Cet homme, c'est Nicolas Randanne, un français.

Il vient juste d'arriver en ville, par un bus bringuebalant qui l'a transporté lors d'un voyage interminable, sur des pistes chaotiques et poussiéreuses. Il arrive des plantations de café où il a travaillé pendant plusieurs mois pour gagner l'argent nécessaire à sa traversée.

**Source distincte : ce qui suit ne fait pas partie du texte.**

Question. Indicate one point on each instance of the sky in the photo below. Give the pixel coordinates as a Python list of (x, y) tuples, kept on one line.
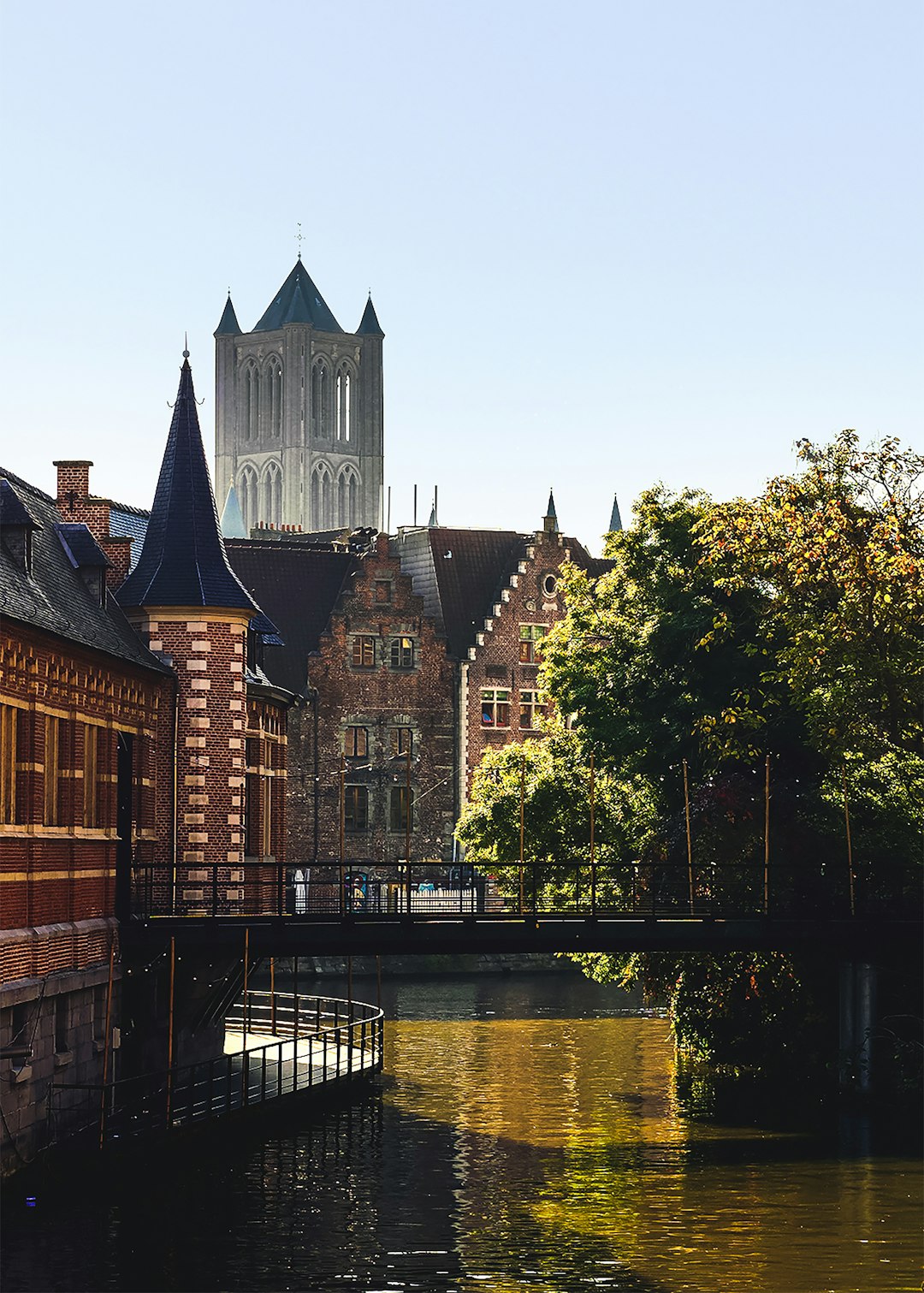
[(609, 243)]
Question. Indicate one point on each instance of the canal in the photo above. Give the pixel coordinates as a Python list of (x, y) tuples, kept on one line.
[(528, 1134)]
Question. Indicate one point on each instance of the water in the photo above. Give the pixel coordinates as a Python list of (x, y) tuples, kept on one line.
[(526, 1136)]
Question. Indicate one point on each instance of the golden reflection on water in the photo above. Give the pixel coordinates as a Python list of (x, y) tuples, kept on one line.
[(572, 1150)]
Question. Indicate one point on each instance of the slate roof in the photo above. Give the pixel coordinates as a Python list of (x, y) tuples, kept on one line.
[(369, 323), (53, 596), (298, 301), (182, 561), (298, 587), (228, 323)]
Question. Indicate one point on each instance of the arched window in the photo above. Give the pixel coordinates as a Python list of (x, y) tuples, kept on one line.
[(322, 498), (273, 377), (270, 501), (247, 495), (251, 401), (348, 498), (343, 404), (321, 397)]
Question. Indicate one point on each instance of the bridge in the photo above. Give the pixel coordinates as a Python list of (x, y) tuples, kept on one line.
[(533, 906)]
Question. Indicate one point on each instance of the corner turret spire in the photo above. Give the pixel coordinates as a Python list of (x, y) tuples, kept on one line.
[(369, 323), (182, 561)]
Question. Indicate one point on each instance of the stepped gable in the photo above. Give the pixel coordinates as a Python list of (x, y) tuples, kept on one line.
[(298, 587), (471, 568), (50, 595), (182, 561)]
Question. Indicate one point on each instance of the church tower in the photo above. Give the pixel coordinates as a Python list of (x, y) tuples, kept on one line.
[(299, 412)]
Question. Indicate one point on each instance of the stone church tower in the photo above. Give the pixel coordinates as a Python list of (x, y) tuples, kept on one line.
[(299, 412)]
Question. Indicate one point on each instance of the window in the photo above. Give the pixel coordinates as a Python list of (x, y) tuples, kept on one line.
[(402, 653), (52, 769), (7, 763), (529, 709), (364, 652), (356, 809), (91, 774), (531, 643), (402, 798), (495, 708)]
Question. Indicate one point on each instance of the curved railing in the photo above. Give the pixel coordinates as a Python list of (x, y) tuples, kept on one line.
[(311, 1041)]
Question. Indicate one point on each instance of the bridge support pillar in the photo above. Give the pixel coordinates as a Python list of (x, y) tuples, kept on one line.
[(858, 984)]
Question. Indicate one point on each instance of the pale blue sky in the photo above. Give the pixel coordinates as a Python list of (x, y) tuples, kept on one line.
[(607, 243)]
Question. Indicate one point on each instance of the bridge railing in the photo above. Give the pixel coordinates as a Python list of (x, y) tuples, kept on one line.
[(812, 888), (311, 1041)]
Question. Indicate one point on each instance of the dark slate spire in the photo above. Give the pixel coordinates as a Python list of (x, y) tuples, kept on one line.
[(369, 323), (228, 323), (298, 301), (182, 561)]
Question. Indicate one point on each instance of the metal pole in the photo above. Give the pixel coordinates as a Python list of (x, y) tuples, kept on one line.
[(169, 1032), (689, 845), (343, 815), (522, 824), (594, 863), (850, 845), (106, 1040), (767, 838), (407, 825)]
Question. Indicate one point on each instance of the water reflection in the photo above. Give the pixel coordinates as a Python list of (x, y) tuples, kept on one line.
[(526, 1136)]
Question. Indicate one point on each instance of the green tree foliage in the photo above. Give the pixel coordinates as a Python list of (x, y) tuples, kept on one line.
[(789, 627)]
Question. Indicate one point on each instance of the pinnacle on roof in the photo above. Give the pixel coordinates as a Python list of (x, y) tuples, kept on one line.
[(228, 323), (369, 323), (298, 301), (232, 518), (182, 561)]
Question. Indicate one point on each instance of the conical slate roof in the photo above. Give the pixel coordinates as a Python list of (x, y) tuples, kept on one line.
[(369, 323), (298, 301), (182, 561), (228, 323)]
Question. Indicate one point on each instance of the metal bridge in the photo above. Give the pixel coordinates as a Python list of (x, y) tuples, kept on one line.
[(534, 906)]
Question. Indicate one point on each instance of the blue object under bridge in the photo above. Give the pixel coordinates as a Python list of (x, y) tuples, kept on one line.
[(430, 908)]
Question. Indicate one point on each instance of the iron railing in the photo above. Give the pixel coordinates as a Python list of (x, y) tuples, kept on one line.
[(313, 1041)]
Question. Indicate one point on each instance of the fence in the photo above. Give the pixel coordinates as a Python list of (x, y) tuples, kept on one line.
[(316, 1041)]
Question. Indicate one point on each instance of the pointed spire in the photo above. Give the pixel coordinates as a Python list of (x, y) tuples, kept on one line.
[(369, 323), (232, 518), (228, 323), (298, 301), (182, 561)]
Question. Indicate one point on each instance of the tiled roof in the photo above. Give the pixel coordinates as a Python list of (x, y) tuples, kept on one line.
[(298, 301), (369, 325), (182, 561), (53, 596), (298, 587), (471, 568)]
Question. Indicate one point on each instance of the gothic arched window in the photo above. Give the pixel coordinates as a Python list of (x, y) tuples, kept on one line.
[(273, 374), (322, 498), (251, 401), (247, 495), (270, 500), (343, 404), (321, 397), (348, 496)]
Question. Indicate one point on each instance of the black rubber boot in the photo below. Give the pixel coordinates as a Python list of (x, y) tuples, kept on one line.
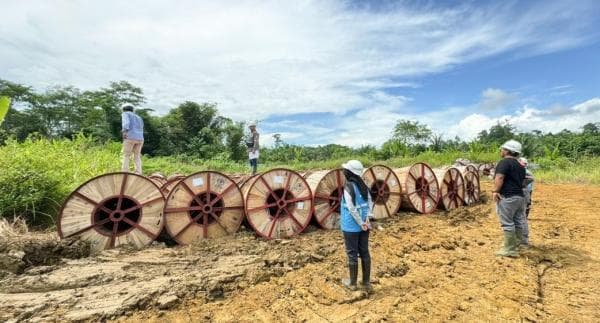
[(351, 282), (366, 267)]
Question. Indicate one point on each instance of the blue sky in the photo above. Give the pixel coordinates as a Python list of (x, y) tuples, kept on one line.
[(322, 72)]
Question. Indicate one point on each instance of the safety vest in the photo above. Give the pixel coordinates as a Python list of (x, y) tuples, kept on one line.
[(347, 222)]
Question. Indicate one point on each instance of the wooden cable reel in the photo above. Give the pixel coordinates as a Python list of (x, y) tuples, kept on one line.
[(420, 189), (278, 203), (385, 190), (328, 188), (472, 168), (203, 205), (472, 187), (452, 188), (112, 210), (158, 179), (486, 169), (171, 182)]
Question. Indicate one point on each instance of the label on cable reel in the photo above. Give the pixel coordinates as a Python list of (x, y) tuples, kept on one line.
[(198, 181)]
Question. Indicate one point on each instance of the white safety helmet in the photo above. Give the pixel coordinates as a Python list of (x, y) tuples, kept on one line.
[(513, 145), (354, 166), (127, 105)]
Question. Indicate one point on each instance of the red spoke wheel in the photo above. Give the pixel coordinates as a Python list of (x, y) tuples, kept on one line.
[(112, 210), (278, 203), (420, 189), (452, 188), (328, 189), (203, 205), (385, 190)]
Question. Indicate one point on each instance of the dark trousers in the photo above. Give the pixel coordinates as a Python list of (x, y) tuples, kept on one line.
[(357, 244), (254, 164)]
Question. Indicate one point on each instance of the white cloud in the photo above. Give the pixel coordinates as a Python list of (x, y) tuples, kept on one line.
[(530, 118), (259, 58), (374, 126), (262, 58), (494, 99)]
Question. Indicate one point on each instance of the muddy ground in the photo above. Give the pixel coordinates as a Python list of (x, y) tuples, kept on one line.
[(435, 268)]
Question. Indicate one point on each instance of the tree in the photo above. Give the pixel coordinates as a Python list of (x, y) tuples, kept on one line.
[(411, 132)]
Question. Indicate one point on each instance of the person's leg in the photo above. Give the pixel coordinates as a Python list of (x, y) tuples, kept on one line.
[(137, 156), (351, 243), (523, 236), (506, 209), (365, 259), (127, 149)]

Il est sale et malodorant mais ne prête pas attention aux riches touristes qui s'écartent sur son passage et le toisent d'un air dégoûté. Il faut dire que son allure est plus que négligée avec ses longs cheveux grisonnants tombant en désordre sur ses oreilles et sa nuque, une barbe qui lui mange le visage, des lunettes teintées dont on se demande comment il peut encore voir à travers.

Il porte une chemise crasseuse de bûcheron canadien, à carreaux rouges et noirs, dont les manches longues sont baissées, malgré la chaleur, et un pantalon de treillis usé.

Sur son épaule, un sac à dos vieillissant porte deux drapeaux : l'un américain et l'autre français.

Sans hésitation, il se dirige vers le quartier des pêcheurs. Tout en avançant, il se remémore la conversation qu'il a eue avec Owen, et qui date maintenant de plusieurs mois. Ils se sont connus à la base navale de Coronado et, depuis lors, sont restés amis.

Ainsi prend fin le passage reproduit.